##Single Cell

Where:
- $x_t$​: input at time t
- $h_t$​: hidden state at time t    
- $W_{ih}$​: input → hidden weights
- $W_{hh}$​: hidden → hidden weights
- $W_{ho}$​: hidden → output weights

$$
h_t = \tanh(W_{ih} \cdot x_t + W_{hh} \cdot h_{t-1} + b)\tag{input for next state}
$$

$$
y_t= W_{ho} \cdot h_t + c\tag{output}
$$

In [None]:
import torch
import torch.nn.functional as F

# Hyperparameters
input_size = 50   # vocabulary size
hidden_size = 128
output_size = 50  # same as vocab size
seq_length = 10
batch_size = 1

# Parameters with gradient tracking
W_ih = torch.randn(input_size, hidden_size, requires_grad=True) * 0.01
W_hh = torch.randn(hidden_size, hidden_size, requires_grad=True) * 0.01
b_h = torch.zeros(hidden_size, requires_grad=True)

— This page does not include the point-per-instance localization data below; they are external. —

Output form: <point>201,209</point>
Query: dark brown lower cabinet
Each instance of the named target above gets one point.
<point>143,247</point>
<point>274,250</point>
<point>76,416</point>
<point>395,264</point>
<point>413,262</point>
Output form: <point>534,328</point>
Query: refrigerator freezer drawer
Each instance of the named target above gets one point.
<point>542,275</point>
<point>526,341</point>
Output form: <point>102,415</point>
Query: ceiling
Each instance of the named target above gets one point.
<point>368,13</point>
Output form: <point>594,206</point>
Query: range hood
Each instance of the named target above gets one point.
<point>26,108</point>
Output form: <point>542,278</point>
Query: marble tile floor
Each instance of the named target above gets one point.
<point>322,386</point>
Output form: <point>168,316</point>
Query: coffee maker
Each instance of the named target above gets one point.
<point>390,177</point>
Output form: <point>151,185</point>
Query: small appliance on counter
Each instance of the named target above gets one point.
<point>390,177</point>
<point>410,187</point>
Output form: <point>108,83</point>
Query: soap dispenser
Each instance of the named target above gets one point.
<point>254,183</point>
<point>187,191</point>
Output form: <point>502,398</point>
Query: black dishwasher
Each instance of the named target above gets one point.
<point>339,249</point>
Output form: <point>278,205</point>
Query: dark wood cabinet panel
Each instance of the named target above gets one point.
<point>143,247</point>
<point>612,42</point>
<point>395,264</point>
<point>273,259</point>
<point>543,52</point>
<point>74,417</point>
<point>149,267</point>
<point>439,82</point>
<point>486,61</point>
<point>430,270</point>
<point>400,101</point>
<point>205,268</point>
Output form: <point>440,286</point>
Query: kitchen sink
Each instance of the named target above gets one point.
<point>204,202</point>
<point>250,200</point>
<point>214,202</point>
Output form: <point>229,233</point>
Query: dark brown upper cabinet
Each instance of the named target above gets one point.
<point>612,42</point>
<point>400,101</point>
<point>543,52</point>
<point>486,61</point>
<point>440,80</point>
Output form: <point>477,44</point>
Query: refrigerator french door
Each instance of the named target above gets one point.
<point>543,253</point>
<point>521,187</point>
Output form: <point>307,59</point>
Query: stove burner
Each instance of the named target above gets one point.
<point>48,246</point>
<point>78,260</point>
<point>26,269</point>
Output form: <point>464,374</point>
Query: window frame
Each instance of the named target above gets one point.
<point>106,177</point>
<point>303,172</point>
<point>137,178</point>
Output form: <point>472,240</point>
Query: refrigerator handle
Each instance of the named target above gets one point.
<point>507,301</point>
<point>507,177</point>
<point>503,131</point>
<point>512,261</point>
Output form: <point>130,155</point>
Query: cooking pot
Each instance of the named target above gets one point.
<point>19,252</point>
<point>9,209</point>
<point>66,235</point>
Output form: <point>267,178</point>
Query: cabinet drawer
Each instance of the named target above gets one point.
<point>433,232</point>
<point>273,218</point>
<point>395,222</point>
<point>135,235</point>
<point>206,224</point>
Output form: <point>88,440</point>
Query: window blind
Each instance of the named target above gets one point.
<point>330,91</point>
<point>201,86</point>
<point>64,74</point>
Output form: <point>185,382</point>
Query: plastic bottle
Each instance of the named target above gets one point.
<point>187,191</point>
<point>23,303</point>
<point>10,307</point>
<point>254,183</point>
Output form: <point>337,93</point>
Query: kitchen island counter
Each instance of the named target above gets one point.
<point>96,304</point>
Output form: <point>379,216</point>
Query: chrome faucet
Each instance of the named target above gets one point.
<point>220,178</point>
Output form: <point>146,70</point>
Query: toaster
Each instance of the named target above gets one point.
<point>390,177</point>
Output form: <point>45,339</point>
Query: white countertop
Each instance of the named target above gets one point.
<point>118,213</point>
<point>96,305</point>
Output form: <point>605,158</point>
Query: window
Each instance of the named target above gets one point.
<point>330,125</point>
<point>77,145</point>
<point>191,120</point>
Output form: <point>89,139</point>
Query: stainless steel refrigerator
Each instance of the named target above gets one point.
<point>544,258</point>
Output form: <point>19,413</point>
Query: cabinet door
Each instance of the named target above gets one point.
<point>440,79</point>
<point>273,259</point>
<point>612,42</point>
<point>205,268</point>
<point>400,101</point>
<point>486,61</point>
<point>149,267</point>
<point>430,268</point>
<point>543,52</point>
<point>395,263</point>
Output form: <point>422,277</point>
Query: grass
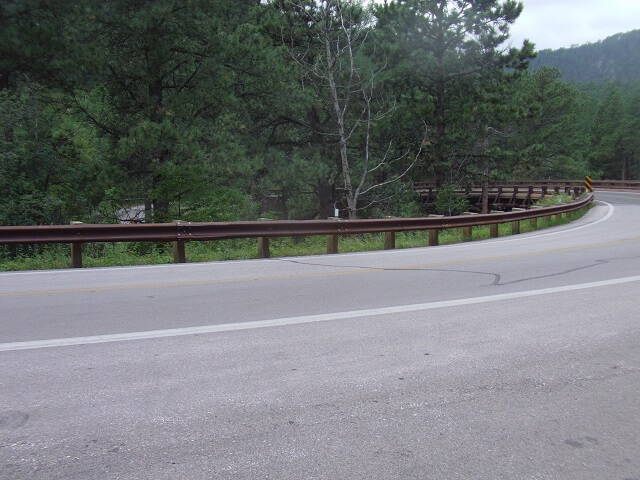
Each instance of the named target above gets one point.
<point>119,254</point>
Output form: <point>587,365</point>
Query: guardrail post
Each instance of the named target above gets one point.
<point>332,244</point>
<point>179,255</point>
<point>76,255</point>
<point>389,240</point>
<point>76,251</point>
<point>332,240</point>
<point>264,250</point>
<point>263,247</point>
<point>433,237</point>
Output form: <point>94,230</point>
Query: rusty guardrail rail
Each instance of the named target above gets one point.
<point>180,232</point>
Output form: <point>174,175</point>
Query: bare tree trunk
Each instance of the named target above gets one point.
<point>485,170</point>
<point>340,114</point>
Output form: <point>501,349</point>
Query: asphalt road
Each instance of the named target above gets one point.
<point>510,358</point>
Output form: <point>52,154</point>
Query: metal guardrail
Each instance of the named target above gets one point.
<point>180,232</point>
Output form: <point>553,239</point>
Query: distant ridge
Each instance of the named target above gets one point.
<point>615,58</point>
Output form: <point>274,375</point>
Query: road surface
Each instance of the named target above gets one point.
<point>517,357</point>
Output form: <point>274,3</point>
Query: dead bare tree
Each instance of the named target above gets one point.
<point>340,70</point>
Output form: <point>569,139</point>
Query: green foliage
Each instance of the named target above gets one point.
<point>449,203</point>
<point>615,58</point>
<point>210,110</point>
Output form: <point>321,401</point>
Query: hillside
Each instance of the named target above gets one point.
<point>614,58</point>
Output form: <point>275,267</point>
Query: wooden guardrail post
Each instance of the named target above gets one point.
<point>389,240</point>
<point>76,255</point>
<point>179,255</point>
<point>332,244</point>
<point>433,237</point>
<point>332,240</point>
<point>76,251</point>
<point>264,250</point>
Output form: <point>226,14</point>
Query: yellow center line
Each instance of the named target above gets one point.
<point>351,271</point>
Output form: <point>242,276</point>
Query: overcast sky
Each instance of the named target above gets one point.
<point>562,23</point>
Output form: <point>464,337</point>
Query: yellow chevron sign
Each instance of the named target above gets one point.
<point>587,183</point>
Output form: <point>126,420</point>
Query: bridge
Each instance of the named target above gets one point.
<point>514,357</point>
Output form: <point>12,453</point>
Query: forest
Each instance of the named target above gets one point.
<point>616,58</point>
<point>215,110</point>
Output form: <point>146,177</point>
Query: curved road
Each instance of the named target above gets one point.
<point>517,357</point>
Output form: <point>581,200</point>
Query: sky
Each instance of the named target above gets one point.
<point>562,23</point>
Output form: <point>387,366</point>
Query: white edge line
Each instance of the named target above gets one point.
<point>307,257</point>
<point>277,322</point>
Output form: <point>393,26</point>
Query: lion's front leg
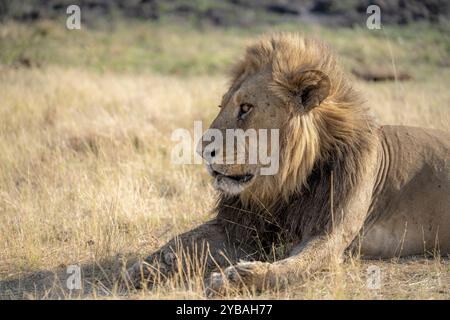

W_ho = torch.randn(hidden_size, output_size, requires_grad=True) * 0.01
b_o = torch.zeros(output_size, requires_grad=True)

##Forward Pass

In [None]:
# Random input sequence: batch_size x seq_len x input_size (one-hot vectors)
x_seq = F.one_hot(torch.randint(0, input_size, (seq_length,)), num_classes=input_size).float()

h_t = torch.zeros(hidden_size)  # Initial hidden state

outputs = []
for t in range(seq_length):
    x_t = x_seq[t]
    h_t = torch.tanh(x_t @ W_ih + h_t @ W_hh + b_h)
    y_t = h_t @ W_ho + b_o
    outputs.append(y_t)

# Stack outputs into shape: (seq_len, output_size)
logits = torch.stack(outputs)

## Loss Calculation

In [None]:
# Random target (e.g. next char)
target = torch.randint(0, input_size, (seq_length,))
loss = F.cross_entropy(logits, target)

# Backpropagation
loss.backward()

## Optimizer

In [None]:
lr = 0.01
for param in [W_ih, W_hh, b_h, W_ho, b_o]:
    param.data -= lr * param.grad
    param.grad.zero_()